Intensified chemotherapy increases the survival rates in patients with stage 4 neuroblastoma with MYCN amplification

Abstract

Purpose: Patients with high-risk neuroblastoma who have multiple copies of MYCN fare much worse than do those without MYCN amplification; however, it has not been clarified whether intensified chemotherapy with or without blood stem cell transplantation can alter the extremely poor prognosis of patients with amplified MYCN.
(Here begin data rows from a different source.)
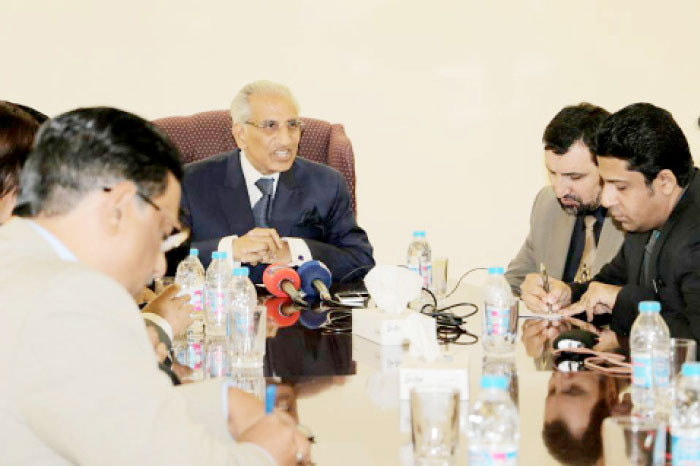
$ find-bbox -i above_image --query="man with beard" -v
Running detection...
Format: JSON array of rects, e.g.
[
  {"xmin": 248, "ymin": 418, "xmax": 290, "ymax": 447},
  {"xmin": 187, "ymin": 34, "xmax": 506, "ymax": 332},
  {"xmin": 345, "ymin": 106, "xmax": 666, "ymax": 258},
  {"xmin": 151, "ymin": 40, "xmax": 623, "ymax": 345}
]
[
  {"xmin": 506, "ymin": 103, "xmax": 624, "ymax": 306},
  {"xmin": 523, "ymin": 103, "xmax": 700, "ymax": 356}
]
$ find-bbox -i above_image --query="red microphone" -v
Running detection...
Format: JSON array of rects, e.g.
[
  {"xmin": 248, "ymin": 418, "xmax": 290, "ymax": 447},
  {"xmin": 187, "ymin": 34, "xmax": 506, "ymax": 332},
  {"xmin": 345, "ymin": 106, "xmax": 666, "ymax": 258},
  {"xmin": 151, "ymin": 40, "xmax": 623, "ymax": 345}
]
[{"xmin": 263, "ymin": 263, "xmax": 307, "ymax": 306}]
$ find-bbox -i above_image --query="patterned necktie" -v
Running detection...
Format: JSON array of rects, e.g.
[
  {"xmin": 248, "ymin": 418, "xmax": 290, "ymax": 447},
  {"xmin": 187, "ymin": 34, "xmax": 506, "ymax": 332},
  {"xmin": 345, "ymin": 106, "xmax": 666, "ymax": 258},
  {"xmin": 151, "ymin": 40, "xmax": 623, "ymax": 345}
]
[
  {"xmin": 253, "ymin": 177, "xmax": 275, "ymax": 227},
  {"xmin": 574, "ymin": 216, "xmax": 596, "ymax": 283}
]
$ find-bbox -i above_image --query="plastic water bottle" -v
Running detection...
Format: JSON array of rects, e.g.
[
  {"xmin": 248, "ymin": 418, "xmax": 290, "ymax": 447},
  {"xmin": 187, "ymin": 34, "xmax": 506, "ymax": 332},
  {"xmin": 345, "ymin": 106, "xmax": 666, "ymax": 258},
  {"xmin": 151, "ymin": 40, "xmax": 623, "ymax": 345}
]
[
  {"xmin": 228, "ymin": 268, "xmax": 267, "ymax": 368},
  {"xmin": 406, "ymin": 230, "xmax": 433, "ymax": 289},
  {"xmin": 467, "ymin": 375, "xmax": 520, "ymax": 465},
  {"xmin": 630, "ymin": 302, "xmax": 671, "ymax": 418},
  {"xmin": 205, "ymin": 251, "xmax": 231, "ymax": 337},
  {"xmin": 175, "ymin": 248, "xmax": 204, "ymax": 334},
  {"xmin": 671, "ymin": 362, "xmax": 700, "ymax": 465},
  {"xmin": 481, "ymin": 268, "xmax": 518, "ymax": 353}
]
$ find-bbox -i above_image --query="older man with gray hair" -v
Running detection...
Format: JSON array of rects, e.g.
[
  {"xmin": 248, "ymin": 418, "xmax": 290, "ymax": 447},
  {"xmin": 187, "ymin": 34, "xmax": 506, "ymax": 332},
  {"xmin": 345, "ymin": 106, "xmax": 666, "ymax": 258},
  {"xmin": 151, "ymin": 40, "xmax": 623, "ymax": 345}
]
[{"xmin": 182, "ymin": 81, "xmax": 374, "ymax": 281}]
Methods and results: Between 1985 and 1999, 301 patients older than age 12 months with stage 4 neuroblastoma were treated. From January 1985 to February 1991, 80 patients with stage 4 neuroblastoma with and without MYCN amplification uniformly received induction chemotherapy with regimen A(1) (cyclophosphamide 1,200 mg/m(2) and vincristine 1.5 mg/m(2) on day 1, tetra-hydropyranyl [THP]-Adriamycin 40 mg/m(2) on day 3, and cisplatin 90 mg/m(2) on day 5). Among 22 patients with MYCN amplification, nine (40.9%) achieved a complete remission and seven (31.8%) underwent stem cell transplantation. Of 58 patients without MYCN amplification, 43 (74.1%) achieved a complete remission and 14 (24.1%) underwent stem cell transplantation. The 5-year relapse-free survival rates were 23.2% for stage 4 patients with MYCN amplification and 33.3% for those without MYCN amplification (P = 0.029); the 5-year overall survival rates were 32.8% for stage 4 patients with MYCN amplification and 42.8% for those without MYCN amplification (P > 0.05). From March 1991 to June 1998, patients with stage 4 neuroblastoma who had 10 or more copies of MYCN were treated with regimen A(3) (cyclophosphamide 1,200 mg/m(2) per day on days 1 and 2, THP-Adriamycin 40 mg/m(2) on day 3, etoposide 100 mg/m(2) per day on days 1 to 5, and cisplatin 25 mg/m(2) per day on days 1 to 5); those with fewer than 10 copies of MYCN received regimen new A (cyclophosphamide 1,200 mg/m on day 1, THP-Adriamycin 40 mg/m on day 3, etoposide 100 mg/m per day on days 1 to 5, and cisplatin 90 mg/m on day 5), which is similar in intensity to regimen A. Among 88 patients with MYCN amplification, 63 (71.6%) achieved a complete remission and 63 (71.68%) underwent stem cell transplantation. Of 133 patients without MYCN amplification, 93 (69.9%) achieved a complete remission and 71 (53.4%) underwent stem cell transplantation. The 5-year relapse-free survival rates were 36.0% for stage 4 patients with MYCN amplification and 32.2% for those without MYCN amplification (P > 0.05), the 5-year overall survival rates were 34.0% for stage 4 patients with MYCN amplification and 38.9% for those without MYCN amplification (P > 0.05). The difference in relapse-free survival rates was significantly different (P = 0.003) between patients with MYCN-amplified tumor treated before (regimen A(1)) versus after 1991 (regimen A(3)).

Conclusions: With the use of the more intensive induction regimen A plus blood stem cell transplantation for MYCN-amplified patients, survival curves for those with or without MYCN amplification now appear similar. Higher doses of chemotherapy may ameliorate the effect of MYCN amplification in patients with high-risk neuroblastoma.